There’s considerable momentum in rural Tennessee.

This spring, I joined Gov. Haslam to announce Lake County’s largest industrial project in recent memory: the Excel Boat Company unveiled plans to create around 200 jobs at a new facility Ridgely.

For Lake County, one of Tennessee’s smallest and least advantaged communities, Excel Boats’ $9 million investment will be transformative.

And this is just one of several significant job announcements we’ve made in rural Tennessee this year. To date in 2018, TNECD has secured more than 4,500 job commitments and $934.7 million in private capital investment in rural Tennessee counties. This accounts for nearly 50 percent of the job commitments secured by TNECD this year. 

The level of investment and job creation in rural Tennessee is encouraging, especially in counties such as Lake, which is one of 15 Tennessee counties designated by the federal government as distressed. These counties rank among the nation’s most economically distressed due to high rates of unemployment, high rates of poverty and low average household incomes.

So far in 2018, TNECD has worked on eleven projects in distressed counties across Tennessee. Businesses have pledged to invest $132.3 million and create approximately 1,100 jobs in Tennessee’s lowest performing counties. In other words, 12 percent of job commitments this year have been in Tennessee most economically disadvantaged counties. 

One of TNECD’s top priorities is to have zero distressed counties by 2025. The steadiest way for us to achieve that is by attracting investments from companies like Excel Boats in Lake County and Kilgore Flares in Hardeman County. 

Through a series of rural development programs, TNECD is doing all that we can to ensure our rural communities are viable places where companies can invest and create jobs.

TNECD’s rural programs are tailored for industrial site development, downtown revitalization, tourism enhancement and broadband expansion, among other community development initiatives. All of these grants are designed to improve the overall vitality of our rural communities, whether by enhancing the quality of life or strengthening the inventory of shovel-ready industrial sites. 

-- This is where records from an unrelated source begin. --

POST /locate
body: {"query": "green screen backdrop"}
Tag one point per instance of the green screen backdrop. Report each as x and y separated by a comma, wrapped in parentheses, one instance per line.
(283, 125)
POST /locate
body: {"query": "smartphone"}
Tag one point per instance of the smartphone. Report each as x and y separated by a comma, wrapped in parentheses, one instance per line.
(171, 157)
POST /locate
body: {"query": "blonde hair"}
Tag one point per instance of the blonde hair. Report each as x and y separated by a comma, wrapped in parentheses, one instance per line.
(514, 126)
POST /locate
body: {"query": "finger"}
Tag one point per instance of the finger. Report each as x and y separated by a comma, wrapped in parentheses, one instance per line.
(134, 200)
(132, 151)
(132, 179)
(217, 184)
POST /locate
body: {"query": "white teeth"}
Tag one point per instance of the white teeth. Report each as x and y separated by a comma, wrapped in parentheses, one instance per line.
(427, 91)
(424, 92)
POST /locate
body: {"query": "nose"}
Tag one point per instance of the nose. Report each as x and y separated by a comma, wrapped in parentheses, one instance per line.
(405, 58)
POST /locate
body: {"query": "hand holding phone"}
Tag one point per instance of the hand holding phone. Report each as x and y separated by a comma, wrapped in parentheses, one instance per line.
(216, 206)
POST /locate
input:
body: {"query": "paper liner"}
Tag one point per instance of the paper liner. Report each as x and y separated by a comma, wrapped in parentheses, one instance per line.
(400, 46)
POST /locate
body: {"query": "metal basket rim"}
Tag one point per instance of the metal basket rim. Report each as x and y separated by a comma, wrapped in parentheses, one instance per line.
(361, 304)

These rural development efforts go hand-in-hand with our business recruitment. 

I’m pleased to report that our strategy is bearing fruit. In the past twelve months, four Tennessee counties – Campbell, Haywood, Houston and Wayne – have transitioned up from the economically distressed county designation. This year, TNECD has secured investments in nine of the 15 remaining distressed counties.

Through July 2018, there has been more private investment in distressed counties than in all of 2017. The job commitments in distressed counties this year (approximately 1,100) also outpaces the job commitments from 2015 and 2016 combined.